11. The method of claim 10, wherein the lighting effect includes a plurality of frames, the method further comprising:
selecting a subsequent frame to be output using the corresponding level by skipping one or more frames before the subsequent frame as selected.
12. The method of claim 11, wherein the number of frames that are skipped depends on the corresponding level.
13. The method of claim 11, wherein a first lighting effect is associated with a first number of levels of the amplitude gradient, and a second lighting effect is associated with a second number of levels of the amplitude gradient different from the first number.
14. The method of claim 11, wherein the lighting effect includes a background video and a dynamic video, the method further comprising:
continuously displaying the background video; and
responsive to detecting a predefined audio condition is met, displaying the dynamic video.
15. The method of claim 14 further comprising:
responsive to detecting the predefined condition occurs a plurality of times each within a time threshold from an adjacent occurrence, refraining from outputting the dynamic video.
16. A non-transitory computer-readable medium comprising instructions, when executed by one or more processors of a vehicle, cause the vehicle to:
output, via a loudspeaker, an audio content;
provide, via a lighting device, a lighting effect output via the lighting device using an audio content;
determine an amplitude gradient using a minimum amplitude and a maximum amplitude of the audio content in a past time period, wherein the amplitude gradient includes a plurality of levels;
determine a future amplitude of the audio content to be played at a future time;
determine a corresponding level of the amplitude gradient that the future amplitude corresponds to; and
adjust, via the lighting device, the lighting effect using the corresponding level, such that a speed of the lighting effect and the corresponding level are correlated.
17. The non-transitory computer-readable medium of claim 16, wherein the corresponding level is n and the lighting effect includes at least n frames, the non-transitory computer-readable medium further comprising instructions, when executed by one or more processors of a vehicle, cause the vehicle to:
select a nth subsequent frame to be output by skipping n−1 frames before the nth subsequent frame.
18. The non-transitory computer-readable medium of claim 16, wherein a first lighting effect is associated with a first number of levels of the amplitude gradient, and a second lighting effect is associated with a second number of levels of the amplitude gradient different from the first number.

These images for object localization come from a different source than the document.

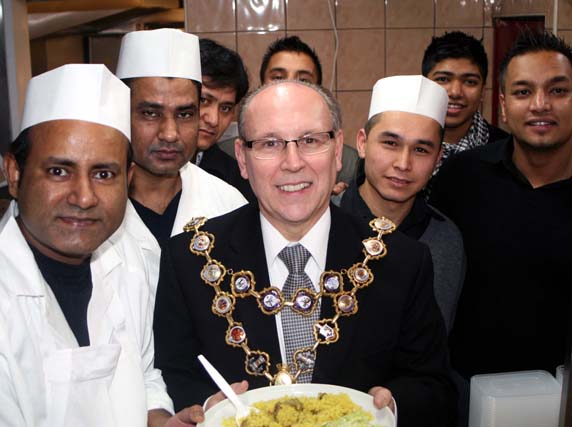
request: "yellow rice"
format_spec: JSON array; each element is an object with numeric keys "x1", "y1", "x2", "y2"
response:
[{"x1": 222, "y1": 392, "x2": 373, "y2": 427}]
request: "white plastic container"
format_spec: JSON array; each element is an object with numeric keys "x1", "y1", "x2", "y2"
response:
[
  {"x1": 469, "y1": 370, "x2": 561, "y2": 427},
  {"x1": 556, "y1": 365, "x2": 564, "y2": 386}
]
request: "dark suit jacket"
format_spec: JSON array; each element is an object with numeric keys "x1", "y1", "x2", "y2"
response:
[
  {"x1": 154, "y1": 204, "x2": 456, "y2": 426},
  {"x1": 198, "y1": 144, "x2": 256, "y2": 202}
]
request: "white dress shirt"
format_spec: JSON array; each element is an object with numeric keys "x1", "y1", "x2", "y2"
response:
[
  {"x1": 260, "y1": 208, "x2": 331, "y2": 366},
  {"x1": 259, "y1": 208, "x2": 398, "y2": 420}
]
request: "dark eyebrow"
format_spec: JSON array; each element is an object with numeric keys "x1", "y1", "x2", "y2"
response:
[
  {"x1": 92, "y1": 162, "x2": 121, "y2": 172},
  {"x1": 431, "y1": 70, "x2": 454, "y2": 76},
  {"x1": 136, "y1": 101, "x2": 163, "y2": 110},
  {"x1": 43, "y1": 157, "x2": 75, "y2": 167},
  {"x1": 378, "y1": 131, "x2": 401, "y2": 140},
  {"x1": 549, "y1": 75, "x2": 571, "y2": 84},
  {"x1": 176, "y1": 104, "x2": 198, "y2": 113},
  {"x1": 417, "y1": 139, "x2": 437, "y2": 148},
  {"x1": 511, "y1": 76, "x2": 571, "y2": 87},
  {"x1": 43, "y1": 157, "x2": 122, "y2": 172},
  {"x1": 201, "y1": 92, "x2": 217, "y2": 101},
  {"x1": 296, "y1": 70, "x2": 315, "y2": 78},
  {"x1": 268, "y1": 67, "x2": 287, "y2": 74},
  {"x1": 377, "y1": 131, "x2": 436, "y2": 147},
  {"x1": 432, "y1": 70, "x2": 482, "y2": 80}
]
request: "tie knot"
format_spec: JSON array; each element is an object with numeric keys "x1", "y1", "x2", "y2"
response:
[{"x1": 278, "y1": 244, "x2": 311, "y2": 274}]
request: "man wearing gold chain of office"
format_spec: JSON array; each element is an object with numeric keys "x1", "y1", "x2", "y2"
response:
[{"x1": 153, "y1": 79, "x2": 456, "y2": 427}]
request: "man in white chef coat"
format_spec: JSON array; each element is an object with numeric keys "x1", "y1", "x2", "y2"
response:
[
  {"x1": 0, "y1": 64, "x2": 204, "y2": 426},
  {"x1": 116, "y1": 29, "x2": 247, "y2": 296}
]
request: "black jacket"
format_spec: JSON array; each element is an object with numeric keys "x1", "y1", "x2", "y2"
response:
[{"x1": 154, "y1": 204, "x2": 456, "y2": 426}]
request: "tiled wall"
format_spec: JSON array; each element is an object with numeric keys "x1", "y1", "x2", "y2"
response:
[{"x1": 186, "y1": 0, "x2": 564, "y2": 147}]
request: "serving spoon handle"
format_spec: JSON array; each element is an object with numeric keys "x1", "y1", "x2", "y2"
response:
[{"x1": 197, "y1": 354, "x2": 256, "y2": 424}]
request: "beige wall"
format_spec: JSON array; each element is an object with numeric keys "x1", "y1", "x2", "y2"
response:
[{"x1": 186, "y1": 0, "x2": 561, "y2": 147}]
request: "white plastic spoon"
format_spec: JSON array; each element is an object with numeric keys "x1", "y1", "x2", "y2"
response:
[{"x1": 198, "y1": 354, "x2": 258, "y2": 426}]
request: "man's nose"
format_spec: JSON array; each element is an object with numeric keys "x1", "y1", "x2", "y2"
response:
[
  {"x1": 202, "y1": 105, "x2": 218, "y2": 128},
  {"x1": 394, "y1": 148, "x2": 412, "y2": 171},
  {"x1": 448, "y1": 80, "x2": 462, "y2": 98},
  {"x1": 158, "y1": 116, "x2": 178, "y2": 142},
  {"x1": 280, "y1": 140, "x2": 305, "y2": 171},
  {"x1": 68, "y1": 175, "x2": 98, "y2": 209}
]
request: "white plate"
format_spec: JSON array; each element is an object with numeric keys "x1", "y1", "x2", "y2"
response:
[{"x1": 198, "y1": 383, "x2": 396, "y2": 426}]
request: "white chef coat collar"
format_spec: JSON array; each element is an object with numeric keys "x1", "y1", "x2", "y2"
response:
[
  {"x1": 0, "y1": 201, "x2": 122, "y2": 297},
  {"x1": 260, "y1": 207, "x2": 330, "y2": 274}
]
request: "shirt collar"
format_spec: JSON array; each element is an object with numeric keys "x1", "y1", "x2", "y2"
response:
[
  {"x1": 479, "y1": 137, "x2": 545, "y2": 187},
  {"x1": 345, "y1": 173, "x2": 437, "y2": 238},
  {"x1": 479, "y1": 136, "x2": 512, "y2": 165},
  {"x1": 0, "y1": 201, "x2": 123, "y2": 297},
  {"x1": 399, "y1": 195, "x2": 437, "y2": 238},
  {"x1": 260, "y1": 208, "x2": 331, "y2": 272},
  {"x1": 341, "y1": 177, "x2": 373, "y2": 222}
]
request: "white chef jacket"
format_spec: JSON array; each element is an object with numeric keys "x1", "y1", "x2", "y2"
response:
[
  {"x1": 123, "y1": 162, "x2": 248, "y2": 298},
  {"x1": 0, "y1": 202, "x2": 173, "y2": 427}
]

19. The non-transitory computer-readable medium of claim 16, wherein the lighting effect includes a background video and a dynamic video, the non-transitory computer-readable medium further comprising instructions, when executed by one or more processors of a vehicle, cause the vehicle to:
continuously display, via the lighting device, the background video; and
responsive to detecting a predefined audio condition is met, display, via the lighting device, the dynamic video.
20. The non-transitory computer-readable medium of claim 19 further comprising instructions, when executed by one or more processors of a vehicle, cause the vehicle to:
responsive to detecting the predefined condition occurs a plurality of times each within a time threshold from an adjacent occurrence, refrain from outputting the dynamic video.